In this work, AP4 uses both traditional metrics for climate investments, the companies’ own direct emissions (Scope 1) and their indirect emissions from the purchase of energy (Scope 2).
“We also use forward-looking carbon dioxide metrics to find companies that already have climate plans in place and have begun their journey of change. We do this using a scenario analysis for carbon pricing as well as assessments of how well companies are aligned with the 2-degree target. Based on this information, we create a ‘sustainability screen’, or AP4 Alignment score, which we use to build our equity portfolios,” explains Pontus.
Scenario analysis for carbon pricing
Achieving the environmental objectives set requires the gradual phasing out of burning fossil fuels through taxation. Sweden and the rest of the EU already have a carbon tax, but this is not the case in much of the rest of the world.
“If the global temperature increase is to be kept below 2 degrees, a carbon price of USD 70–140 per tonne of carbon dioxide is needed. In our equity models, we assume an increasing carbon price, depending on the sector and countries in which the companies operate, and then adjust their future margins accordingly. We then reduce our holdings in those companies that have a large negative impact on their margins.”
Adapting to the 2-degree target
Another important component is how well companies and their operations are aligned with the 2-degree target.
“At AP4, we use a developed metric for the companies’ estimated future emissions relative to a carbon budget for each individual company that will keep the global temperature increase below 2 degrees. We also take into account in this assessment which companies are most essential to the climate transition. When assessing individual companies, we look at their future emissions targets and consider whether they are realistic. We also monitor how companies have adjusted their emissions historically and ensure that they have begun their journey of change. It is not enough for the company’s management to have set a net zero target for 2050 if they have not also demonstrated that they are already taking action to reduce their emissions.”
The estimated future emissions for each individual company are then compared with the emissions required in each sub-sector to keep the temperature increase below 2 degrees. This results in a residual carbon budget for each company that can be either positive or negative. A negative value shows that the company is projected to have lower carbon dioxide emissions than required in the future, while the opposite is true for a positive value.
AP4 Alignment score
The data points referred to above are then combined to form an AP4 Alignment score, which gives a good picture of how well the companies are aligned with the energy transition.
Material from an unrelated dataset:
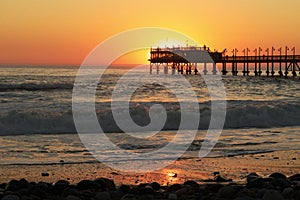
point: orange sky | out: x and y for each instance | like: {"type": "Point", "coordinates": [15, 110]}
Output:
{"type": "Point", "coordinates": [65, 31]}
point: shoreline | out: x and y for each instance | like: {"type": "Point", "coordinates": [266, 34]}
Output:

“We want to shift the portfolio weighting towards those companies that are helping to achieve the goals of the Paris Agreement and that actively strive to improve their sustainability work. This strategy has a major impact on our investments outside traditionally high-emissions sectors. For example, among consumer companies, there are major differences in how the companies position themselves.”
Use of Scope 3
Scope 3 refers to indirect carbon emissions caused by companies. These in turn can be divided into upstream and downstream emissions, depending on where in the value chain these emissions occur. Upstream emissions are produced by the company’s suppliers and downstream emissions primarily by the use of the companies’ products. Scope 3 results in the double counting of carbon emissions and these are difficult to estimate, particularly in relation to downstream emissions. Scope 3 does, however, provide a picture of companies’ exposure to climate change.
“At AP4, we measure direct emissions (i.e. Scope 1 and 2) as well as the first level of upstream emissions. This means that we also take into account the emissions of the companies’ suppliers, but not of those who supply their suppliers.” Pontus further explains:
“The reason why we do not look at the full spectrum of Scope 3 emissions is that there is currently not enough reliable data to construct robust equity strategies. The way in which Scope 3 is currently calculated also includes double counting, by definition, as the same emissions are counted for both producers and consumers. We are working to develop our strategies within this area.”
Sectors where indirect emissions are of greater relevance include the energy sector and the automotive industry.